In this iteration, prefix query won’t be calculating the relevance score for the documents. Instead, it returns a score of 1 for all the documents. Also, as the number of words in the prefix query string decreases, it might take more cycles to compute the results. This is because it would be requiring it to check more documents, and hence more load to the cluster. It is not advisable to apply this query where there are large number of documents in the index. Techniques like making the query string larger and applying to moderate databases would help in better performance results.

Term query

Term query provides us the option with querying on the tokens generated in each field. The given query string is compared against the terms in the inverted index for a match. Here the term query string does not undergo any analysis. Look at a simple example:

{
  "query": {
    "term": {
      "name": "turner"
    }
  }
}

This term query will match two documents, documents 1 and 3, since they contain the term turner in their name fields.
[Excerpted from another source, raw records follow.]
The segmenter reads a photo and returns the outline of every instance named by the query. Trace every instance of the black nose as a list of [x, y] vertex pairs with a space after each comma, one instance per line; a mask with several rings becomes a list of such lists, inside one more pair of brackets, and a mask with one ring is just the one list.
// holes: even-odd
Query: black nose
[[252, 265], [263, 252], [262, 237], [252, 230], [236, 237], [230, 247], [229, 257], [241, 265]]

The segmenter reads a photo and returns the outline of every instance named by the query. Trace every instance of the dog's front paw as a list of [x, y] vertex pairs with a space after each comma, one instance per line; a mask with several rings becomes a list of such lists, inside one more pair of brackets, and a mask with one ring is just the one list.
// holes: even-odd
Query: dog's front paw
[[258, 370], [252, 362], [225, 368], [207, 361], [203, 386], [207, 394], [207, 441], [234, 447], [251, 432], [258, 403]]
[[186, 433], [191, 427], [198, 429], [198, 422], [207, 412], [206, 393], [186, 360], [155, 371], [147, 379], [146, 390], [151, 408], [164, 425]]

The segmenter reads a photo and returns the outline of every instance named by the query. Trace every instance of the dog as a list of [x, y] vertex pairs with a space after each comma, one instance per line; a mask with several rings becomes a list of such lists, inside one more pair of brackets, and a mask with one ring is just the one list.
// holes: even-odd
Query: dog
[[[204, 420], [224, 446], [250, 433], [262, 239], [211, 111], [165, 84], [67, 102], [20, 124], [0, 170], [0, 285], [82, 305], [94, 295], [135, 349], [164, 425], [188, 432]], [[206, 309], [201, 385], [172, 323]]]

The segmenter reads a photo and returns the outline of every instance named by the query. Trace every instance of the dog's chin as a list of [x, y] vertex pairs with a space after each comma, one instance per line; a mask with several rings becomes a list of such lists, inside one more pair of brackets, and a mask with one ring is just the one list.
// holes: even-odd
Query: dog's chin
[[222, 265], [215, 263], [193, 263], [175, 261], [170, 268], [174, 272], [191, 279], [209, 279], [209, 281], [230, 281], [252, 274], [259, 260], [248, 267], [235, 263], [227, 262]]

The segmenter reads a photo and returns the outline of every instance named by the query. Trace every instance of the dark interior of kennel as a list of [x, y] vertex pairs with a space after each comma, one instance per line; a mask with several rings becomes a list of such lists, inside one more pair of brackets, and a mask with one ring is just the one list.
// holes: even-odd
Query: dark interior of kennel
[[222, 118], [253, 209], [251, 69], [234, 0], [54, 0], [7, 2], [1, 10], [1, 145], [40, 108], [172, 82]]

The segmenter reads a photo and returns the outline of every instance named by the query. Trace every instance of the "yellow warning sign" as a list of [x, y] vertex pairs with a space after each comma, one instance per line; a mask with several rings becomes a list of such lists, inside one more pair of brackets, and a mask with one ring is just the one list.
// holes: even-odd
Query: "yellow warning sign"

Refer to the inverted index mentioned in the match query section. What happens if the query string is capitalized? Run the query with the query string Turner instead of turner. Since the query string is not analyzed, there will not be any results. The inverted index is turner and the query string is Turner, therefore, no match occurs.

Multi-match query

What if we need to run the same query in multiple fields? In such cases we can use the multi-match query. Let us demonstrate it with a query:

{
  "query": {
    "multi-match": {
      "query": "porche",
      "fields": [
        "status",
        "favourite_car"
      ]
    }
  }
}

By running this query we can see that documents 1 and 2 were listed as the results. They contain the query strings in at least one of the fields mentioned in the query.

Bool query

Bool query is used in cases when needed to match multiple query clauses. Bool query accepts the following parameters:

  1. must – The query clauses in this parameter is required in the documents, otherwise they would be excluded from the search results.
  2. must_not – The documents matching the query clauses in this parameter would be excluded from the search results.
  3. should – If the documents matches the query clauses in this parameter, it will increase their score. In effect, any clauses matching in this parameter would help improve the score of the document.

The total score of each search result is calculated by combining the scores from each, must, and should query clause matches. In our example, if we apply certain conditions:

  1. Include all documents with the term feeling in the field status
  2. Exclude all the documents with audi in the field favourite_car
  3. Make more relevant if the field dessert contains the term milkshakes

The above clauses can be translated to the following bool query:

{
  "bool": {
    "must": {
      "match": {
        "status": "feeling"
      }
    },
    "must_not": {
      "match": {
        "favourite_car": "audi"
      }
    },
    "should": [
      {
        "match": {
          "dessert": "milkshakes"
        }
      }
    ]
  }
}

There are only two documents matching the above criteria, which is documents  1 and 2. Amongst them, since the should query matched for document 2, it will have the highest relevance_score assigned.

Conclusion

In this post, we have seen the application of the prefix, term, multi-match, and bool queries in detail. In the next, we will see an advanced case of the bool query. We will name each query so that we can understand which query matched and which didn’t.